You are viewing a plain text version of this content. The canonical link for it is here.
Posted to commits@kudu.apache.org by gr...@apache.org on 2019/07/03 01:06:57 UTC

[kudu] 02/02: [docs] Add admin docs for backup and restore

This is an automated email from the ASF dual-hosted git repository.

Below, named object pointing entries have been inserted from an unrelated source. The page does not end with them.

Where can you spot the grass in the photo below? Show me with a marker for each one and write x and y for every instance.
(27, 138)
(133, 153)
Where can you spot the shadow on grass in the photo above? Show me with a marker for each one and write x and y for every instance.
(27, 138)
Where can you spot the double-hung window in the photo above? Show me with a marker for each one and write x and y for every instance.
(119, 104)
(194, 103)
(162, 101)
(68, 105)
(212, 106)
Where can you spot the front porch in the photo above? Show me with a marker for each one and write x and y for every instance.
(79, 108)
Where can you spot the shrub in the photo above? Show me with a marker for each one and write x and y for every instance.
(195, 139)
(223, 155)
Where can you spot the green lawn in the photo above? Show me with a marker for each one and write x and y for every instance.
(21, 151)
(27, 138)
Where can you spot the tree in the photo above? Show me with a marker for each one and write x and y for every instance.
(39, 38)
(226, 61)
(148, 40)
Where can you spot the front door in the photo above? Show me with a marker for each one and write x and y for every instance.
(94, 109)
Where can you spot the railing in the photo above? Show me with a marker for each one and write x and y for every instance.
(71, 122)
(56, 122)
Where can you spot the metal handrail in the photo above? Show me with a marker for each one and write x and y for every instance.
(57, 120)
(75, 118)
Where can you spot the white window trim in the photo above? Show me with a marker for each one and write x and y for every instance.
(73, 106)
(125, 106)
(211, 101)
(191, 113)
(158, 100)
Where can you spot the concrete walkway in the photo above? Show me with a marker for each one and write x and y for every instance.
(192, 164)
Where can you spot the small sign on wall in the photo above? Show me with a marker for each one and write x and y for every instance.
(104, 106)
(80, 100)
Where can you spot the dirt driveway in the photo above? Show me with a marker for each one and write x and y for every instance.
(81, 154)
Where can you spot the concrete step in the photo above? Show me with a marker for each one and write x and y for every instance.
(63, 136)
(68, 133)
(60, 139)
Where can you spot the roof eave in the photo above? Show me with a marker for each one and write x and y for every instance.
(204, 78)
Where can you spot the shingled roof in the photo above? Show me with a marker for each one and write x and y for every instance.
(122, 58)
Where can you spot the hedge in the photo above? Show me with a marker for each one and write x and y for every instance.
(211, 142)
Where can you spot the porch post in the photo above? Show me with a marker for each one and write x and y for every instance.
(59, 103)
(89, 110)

granthenke pushed a commit to branch master
in repository https://gitbox.apache.org/repos/asf/kudu.git

commit aaea17b0ffbc27f76cdf337818a7178d334902da
Author: Grant Henke <gr...@apache.org>
AuthorDate: Mon Jul 1 21:41:14 2019 -0500

    [docs] Add admin docs for backup and restore
    
    This patch adds the basic documentation for using the
     `KuduBackup` and `KuduRestore` Spark jobs.
    
    Additionally it relocates the pysical backup section to
    be colocated with the new backup documention.
    
    Change-Id: I75f92d3f10fd5d970099e933d8de2d7662e03398
    Reviewed-on: http://gerrit.cloudera.org:8080/13780
    Reviewed-by: Andrew Wong <aw...@cloudera.com>
    Tested-by: Grant Henke <gr...@apache.org>
---
 docs/administration.adoc | 220 ++++++++++++++++++++++++++++++++++++++++-------
 1 file changed, 191 insertions(+), 29 deletions(-)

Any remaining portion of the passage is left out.